Whether it's appropriate in a numerical calculation obviously depends on the possible inputs and the acceptable error bars :)

sharikone · on Aug 17, 2021

I think that you will find that for subnormal numbers any math library will use the identity function for sin(x) and 1 for cos(x)

ThePadawan · on Aug 17, 2021

Right, but the largest subnormal number in single-precision floats is ~ 10^-38.

That the sin(x) approximation still works well for 10^-1 (with an error of ~0.01%) is the really cool thing!

jvz01 · on Aug 17, 2021

Another good hint is the classical half-angle formulas. You can often avoid calling sin() and cos() altogether!

Bostonian · on Aug 17, 2021

Why wouldn't you at least include the x^3 term in the Taylor series for abs(x) < 0.1?

ThePadawan · on Aug 17, 2021

That's what I assumed would have been a reasonable optimization!

What I really found amazing was that rather than reducing the number of multiplications to 2 (to calculate x^3), you can reduce it to 0, and it would still do surprisingly well.

mooman219 · on Aug 17, 2021

This would be a decent lookup for the atan2 function:

https://gist.github.com/mooman219/19b18ff07bb9d609a103ef0cd0...

tantalor · on Aug 17, 2021

https://en.wikipedia.org/wiki/Memoization

bluedino · on Aug 17, 2021

Technically it's a lookup table if you pre-compute them.
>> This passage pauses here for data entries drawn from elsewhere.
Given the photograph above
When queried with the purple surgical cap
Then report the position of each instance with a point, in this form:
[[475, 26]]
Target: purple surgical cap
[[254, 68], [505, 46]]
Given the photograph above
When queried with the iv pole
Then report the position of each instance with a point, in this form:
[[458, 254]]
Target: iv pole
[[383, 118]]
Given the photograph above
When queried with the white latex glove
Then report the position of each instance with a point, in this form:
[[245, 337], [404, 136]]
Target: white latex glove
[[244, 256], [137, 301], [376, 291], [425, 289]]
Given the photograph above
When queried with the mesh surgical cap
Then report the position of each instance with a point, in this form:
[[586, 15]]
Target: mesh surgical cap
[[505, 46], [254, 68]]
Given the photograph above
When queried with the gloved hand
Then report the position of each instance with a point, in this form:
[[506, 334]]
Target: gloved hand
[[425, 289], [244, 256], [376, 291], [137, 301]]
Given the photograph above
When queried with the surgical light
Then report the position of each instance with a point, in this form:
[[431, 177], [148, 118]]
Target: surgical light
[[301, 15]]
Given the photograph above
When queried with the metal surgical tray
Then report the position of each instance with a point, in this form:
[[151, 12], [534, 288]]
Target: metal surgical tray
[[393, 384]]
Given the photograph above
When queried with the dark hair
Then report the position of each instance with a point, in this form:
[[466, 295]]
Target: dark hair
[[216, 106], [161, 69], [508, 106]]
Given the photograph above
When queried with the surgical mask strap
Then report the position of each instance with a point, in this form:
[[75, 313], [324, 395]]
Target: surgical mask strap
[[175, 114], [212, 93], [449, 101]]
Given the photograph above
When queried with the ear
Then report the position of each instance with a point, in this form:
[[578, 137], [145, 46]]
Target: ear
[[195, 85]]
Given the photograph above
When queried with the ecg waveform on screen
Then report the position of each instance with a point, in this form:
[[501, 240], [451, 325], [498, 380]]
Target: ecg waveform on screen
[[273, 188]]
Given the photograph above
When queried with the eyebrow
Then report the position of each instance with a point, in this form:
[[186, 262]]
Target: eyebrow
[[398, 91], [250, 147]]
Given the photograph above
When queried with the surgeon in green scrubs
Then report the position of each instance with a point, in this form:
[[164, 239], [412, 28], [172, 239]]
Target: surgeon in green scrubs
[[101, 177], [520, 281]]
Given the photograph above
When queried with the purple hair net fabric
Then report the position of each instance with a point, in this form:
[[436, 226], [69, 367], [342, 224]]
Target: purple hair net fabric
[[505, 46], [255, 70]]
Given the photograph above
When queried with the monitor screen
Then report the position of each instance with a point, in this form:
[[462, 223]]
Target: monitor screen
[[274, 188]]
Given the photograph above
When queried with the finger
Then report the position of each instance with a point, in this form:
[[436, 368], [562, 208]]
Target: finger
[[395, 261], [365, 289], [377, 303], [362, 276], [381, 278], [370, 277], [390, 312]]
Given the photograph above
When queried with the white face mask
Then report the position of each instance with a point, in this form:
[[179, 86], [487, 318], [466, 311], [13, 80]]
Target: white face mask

Memoization would just be caching them as you do them.

tantalor · on Aug 17, 2021

Not necessarily, you could "cache" them in a compilation step and then use the table at runtime.

bruce343434 · on Aug 17, 2021

Tangential at best, but why was the 'r' dropped from that term? Or why not call it caching? Why the weird "memo-ization"? It makes me think of a mass extinction event where everything is turned into a memo.

franciscop · on Aug 17, 2021

It's explained right in the linked Wikipedia page:

> The term "memoization" was coined by Donald Michie in 1968[3] and is derived from the Latin word "memorandum" ("to be remembered"), usually truncated as "memo" in American English, and thus carries the meaning of "turning [the results of] a function into something to be remembered". While "memoization" might be confused with "memorization" (because they are etymological cognates), "memoization" has a specialized meaning in computing.

wongarsu · on Aug 17, 2021

The term memoization likely precedes the word caching (as related to computing, obviously weapon caches are far older). Memoization was coined in 1968. CPU caches only came about in the 80s as registers became significantly faster than main memory.

As wikipedia outlines, the r was dropped because of the memo. It's derived from the latin word memorandum that does contain the r, just like memory, but apparently it was more meant as an analogy to written memos.